Hello,
So this is my first time trying to consolidate logs and use the data extraction and I am a little lost. I have the following payload below and I would like to extract the following fields from the "line" field in the json payload.
An example payload would be
{"line":"2021/10/25 18:49:52.982|DEBUG|GoogleHomeController|Recieved a request for broadcast: {\"Message\":\"Ring Ring Ring Niko and Xander, someone is at your front door and rung the doorbell!\",\"ExecuteTime\":\"0001-01-01T00:00:00\"}","source":"stdout","tag":"b5fcd8b8b5a4"}
It all follows the format "{TIME}|{LEVEL}|{CONTROLLER}|{MESSAGE}" basically the fields seperated by pipe characters.
I have all the information there formatted using NLog in my code, but how do I extract the fields that are within a field out that way I can search based on the Time (from the log msg), Log Level, Controller, and Message?
How would I go about pulling this information out? I tried going through the field extraction, but it only seems to let me do it at the highlest level, IE the line, source, and tag fields, not the fields within.
@97WaterPolo Try if this works!
<your_base_search>
| rex "\{\"line\":\"(?<time>.+)\|(?<log_level>.+)\|(?<Controller>.+)\|(?<Message>.+)\}\""
Oh wow that's pretty cool that it maps the fields from the Regex. That is like 80% complete. I still have the issue if it pulling both of the times
Thank you very much! That was great for splitting it up and making it searchable by controller!!!

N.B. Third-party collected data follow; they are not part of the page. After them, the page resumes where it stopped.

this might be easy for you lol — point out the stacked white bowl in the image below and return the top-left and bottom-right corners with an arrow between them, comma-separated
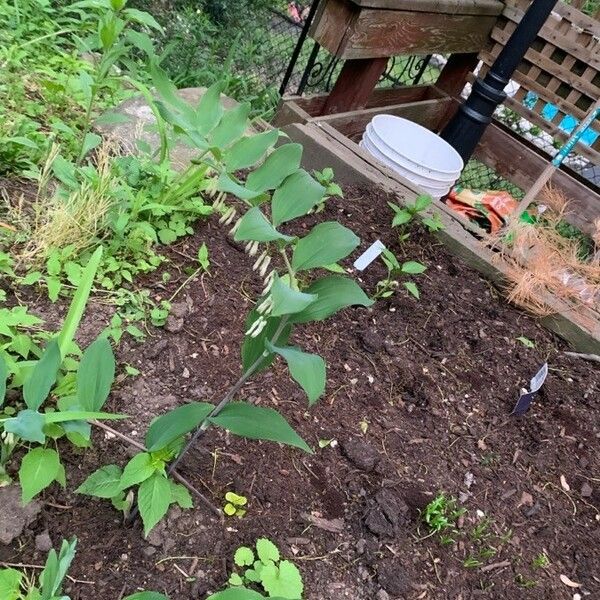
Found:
359,115 -> 464,199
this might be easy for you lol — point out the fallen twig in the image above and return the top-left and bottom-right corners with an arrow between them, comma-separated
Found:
481,560 -> 511,572
91,421 -> 223,520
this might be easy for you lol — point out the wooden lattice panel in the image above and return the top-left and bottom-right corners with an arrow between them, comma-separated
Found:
479,0 -> 600,165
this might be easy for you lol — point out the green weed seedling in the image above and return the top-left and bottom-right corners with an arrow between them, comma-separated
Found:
374,248 -> 426,300
228,538 -> 304,599
532,552 -> 550,569
224,491 -> 248,517
0,538 -> 77,600
388,194 -> 443,241
422,493 -> 466,544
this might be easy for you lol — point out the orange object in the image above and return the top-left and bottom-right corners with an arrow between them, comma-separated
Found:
447,188 -> 519,233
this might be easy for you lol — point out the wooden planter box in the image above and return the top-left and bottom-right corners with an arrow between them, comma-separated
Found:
311,0 -> 503,58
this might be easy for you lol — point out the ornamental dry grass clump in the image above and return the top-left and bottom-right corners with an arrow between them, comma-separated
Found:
20,142 -> 117,265
493,186 -> 600,315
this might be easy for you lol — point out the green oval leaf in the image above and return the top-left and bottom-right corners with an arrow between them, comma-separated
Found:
209,402 -> 311,453
266,343 -> 326,406
210,102 -> 251,148
234,207 -> 294,243
400,261 -> 427,274
120,453 -> 156,490
246,144 -> 303,193
4,409 -> 46,443
23,339 -> 61,410
19,447 -> 61,503
77,337 -> 115,411
270,277 -> 317,317
145,402 -> 215,452
76,464 -> 123,498
138,472 -> 171,536
291,222 -> 359,272
291,276 -> 373,323
226,130 -> 279,171
271,170 -> 325,227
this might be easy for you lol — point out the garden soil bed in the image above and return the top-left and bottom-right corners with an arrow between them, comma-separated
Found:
1,186 -> 599,600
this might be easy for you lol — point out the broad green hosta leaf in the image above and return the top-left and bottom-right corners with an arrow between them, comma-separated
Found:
195,82 -> 225,135
19,447 -> 62,503
4,409 -> 46,443
76,465 -> 123,498
209,402 -> 311,453
271,170 -> 325,227
57,246 -> 103,358
76,337 -> 115,411
123,593 -> 169,600
270,277 -> 317,317
226,130 -> 279,171
138,472 -> 171,536
246,144 -> 303,192
267,343 -> 326,406
39,538 -> 77,600
216,173 -> 264,203
145,402 -> 215,452
151,65 -> 194,118
169,481 -> 193,509
241,312 -> 292,373
0,354 -> 7,406
234,207 -> 294,243
23,340 -> 61,411
210,102 -> 251,148
291,276 -> 374,323
206,589 -> 277,600
261,560 -> 303,599
291,222 -> 359,272
0,567 -> 22,600
120,452 -> 156,490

We have different things mixed here.
One is the field extraction, second is a search doing some field capturing. These are similar things but a bit different.
If you set up an extraction "system-wide" (i.e. in an app), you can match by fields in your search. If you use a search, well, you can only match after performing full search and manual rex command. And if you want to do many searches over the same data, you must do the manual extraction thingy separately in every search. And if you at some point decide you want to add additional field to the extraction or your data format changes, you'd have to manually change all searches. Not very convenient.

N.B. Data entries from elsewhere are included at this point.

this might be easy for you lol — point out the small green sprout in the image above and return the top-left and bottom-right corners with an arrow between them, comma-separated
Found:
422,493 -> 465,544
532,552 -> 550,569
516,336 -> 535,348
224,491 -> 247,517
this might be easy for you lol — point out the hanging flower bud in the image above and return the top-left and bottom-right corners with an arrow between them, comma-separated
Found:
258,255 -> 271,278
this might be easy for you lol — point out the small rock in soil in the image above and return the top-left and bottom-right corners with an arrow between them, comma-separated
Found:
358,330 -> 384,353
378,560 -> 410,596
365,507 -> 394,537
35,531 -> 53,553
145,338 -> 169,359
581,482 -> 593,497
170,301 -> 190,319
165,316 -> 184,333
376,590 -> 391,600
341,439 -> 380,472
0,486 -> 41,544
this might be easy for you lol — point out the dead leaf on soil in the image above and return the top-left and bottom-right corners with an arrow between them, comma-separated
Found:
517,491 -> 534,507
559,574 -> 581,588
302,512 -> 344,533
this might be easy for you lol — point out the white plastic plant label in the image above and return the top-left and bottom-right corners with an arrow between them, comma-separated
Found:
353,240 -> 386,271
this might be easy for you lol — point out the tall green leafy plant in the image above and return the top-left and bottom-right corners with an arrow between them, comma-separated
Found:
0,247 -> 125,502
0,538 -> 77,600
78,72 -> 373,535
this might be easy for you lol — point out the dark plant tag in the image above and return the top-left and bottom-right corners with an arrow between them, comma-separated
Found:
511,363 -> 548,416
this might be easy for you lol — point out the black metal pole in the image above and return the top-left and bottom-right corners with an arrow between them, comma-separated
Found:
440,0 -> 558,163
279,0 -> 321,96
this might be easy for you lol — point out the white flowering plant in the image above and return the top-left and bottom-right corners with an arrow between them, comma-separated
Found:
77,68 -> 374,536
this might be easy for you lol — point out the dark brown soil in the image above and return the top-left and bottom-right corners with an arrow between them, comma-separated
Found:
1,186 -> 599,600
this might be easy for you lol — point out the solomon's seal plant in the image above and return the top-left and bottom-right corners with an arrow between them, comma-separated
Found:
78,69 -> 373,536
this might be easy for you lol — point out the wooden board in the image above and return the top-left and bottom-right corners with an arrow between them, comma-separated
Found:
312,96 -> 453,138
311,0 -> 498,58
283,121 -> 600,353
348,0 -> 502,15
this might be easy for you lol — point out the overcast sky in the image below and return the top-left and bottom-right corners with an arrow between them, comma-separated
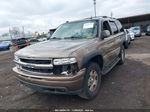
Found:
0,0 -> 150,35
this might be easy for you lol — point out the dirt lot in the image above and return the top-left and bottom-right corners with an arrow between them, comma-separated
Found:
0,36 -> 150,110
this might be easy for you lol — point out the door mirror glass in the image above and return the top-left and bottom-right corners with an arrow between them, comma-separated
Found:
102,30 -> 111,38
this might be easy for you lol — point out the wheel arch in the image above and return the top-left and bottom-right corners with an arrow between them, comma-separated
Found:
80,50 -> 104,70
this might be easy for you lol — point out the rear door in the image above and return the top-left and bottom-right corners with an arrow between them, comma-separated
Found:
99,20 -> 117,67
108,20 -> 124,58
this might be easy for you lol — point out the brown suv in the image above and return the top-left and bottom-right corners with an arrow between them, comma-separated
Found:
13,17 -> 125,99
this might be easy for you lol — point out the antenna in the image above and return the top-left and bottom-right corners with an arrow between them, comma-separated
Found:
93,0 -> 97,17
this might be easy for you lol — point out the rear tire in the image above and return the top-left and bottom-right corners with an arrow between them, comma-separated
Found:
118,46 -> 125,65
124,42 -> 129,49
79,62 -> 101,100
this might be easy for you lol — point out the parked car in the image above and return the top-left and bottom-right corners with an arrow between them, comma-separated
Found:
127,29 -> 135,41
146,26 -> 150,36
0,41 -> 11,51
124,29 -> 131,49
12,38 -> 30,51
46,37 -> 51,40
27,38 -> 38,42
13,17 -> 125,99
131,26 -> 141,37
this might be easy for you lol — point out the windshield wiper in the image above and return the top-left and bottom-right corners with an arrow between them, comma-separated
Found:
50,37 -> 62,40
64,36 -> 83,39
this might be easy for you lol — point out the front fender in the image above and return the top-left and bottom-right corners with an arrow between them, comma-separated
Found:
80,50 -> 103,69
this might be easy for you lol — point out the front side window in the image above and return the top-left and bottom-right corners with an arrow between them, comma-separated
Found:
51,20 -> 98,39
103,21 -> 112,35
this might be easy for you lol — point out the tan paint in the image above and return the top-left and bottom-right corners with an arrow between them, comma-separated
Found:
13,18 -> 125,93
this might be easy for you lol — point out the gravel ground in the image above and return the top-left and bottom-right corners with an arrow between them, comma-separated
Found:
0,36 -> 150,110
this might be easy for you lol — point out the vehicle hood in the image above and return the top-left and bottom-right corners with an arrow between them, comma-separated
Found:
15,39 -> 94,58
133,30 -> 140,34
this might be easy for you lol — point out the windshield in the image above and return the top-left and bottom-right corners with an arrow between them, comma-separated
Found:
128,29 -> 133,33
132,27 -> 140,30
147,26 -> 150,31
0,41 -> 9,46
51,20 -> 98,39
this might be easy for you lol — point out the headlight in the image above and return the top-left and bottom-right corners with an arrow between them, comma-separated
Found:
14,55 -> 19,61
53,58 -> 77,65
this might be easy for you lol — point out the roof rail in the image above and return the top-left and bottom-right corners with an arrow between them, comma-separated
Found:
66,16 -> 117,23
85,16 -> 115,19
83,16 -> 93,19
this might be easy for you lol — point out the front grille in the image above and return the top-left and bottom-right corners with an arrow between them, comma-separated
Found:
15,58 -> 77,76
20,58 -> 52,64
16,58 -> 53,75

So it's better to define extraction to be performed automatically by splunk. rex command is useful for testing the extraction regexes though.
Last thing is the timestamp. While the "normal" field extraction is performed by splunk at search-time, the timestamp parsing is done at index-time - every event has to have some time associated with it. It is stored in the _time field. The best practice is to parse out the proper timestamp from the event so the events are properly indexed by _time and are properly searchable by _time. If the indexer is not able to parse the timestamp from the event, there are some rules that are used to generate a timestamp for the event (usually it boils down to the moment the indexer receives the event) but it may simply not be the "proper" timestamp for the event.
Why is it important? Because _time is an indexed field (one of the few default ones) and filtering by time is the most efficient way of limiting your search. If you search only for a particular time range, with properly assigned _time field, splunk only limits search to the events matching this time range. If you have to check some other field (unless it's another indexed field), splunk has to fetch every event, parse the requested field, convert it to a timestamp and compare with the requested time range.
So you should set your extraction to the proper regex but also should set the proper time parsing/detecting options (TIME_PREFIX, TIME_FORMAT) for your sourcetype (since it's index-time settings it won't affect the events already ingested though; it will only work for new events). And don't worry about having the same value in multiple fields. It doesn't matter that much (and you often have explicitly created aliases of one field to another name, for example to make your data compliant with a datamodel). If you want to _not display_ some fields, you can - as @venkatasri already showed - limit output from your search to particular set of fields using "table" or "fields" command.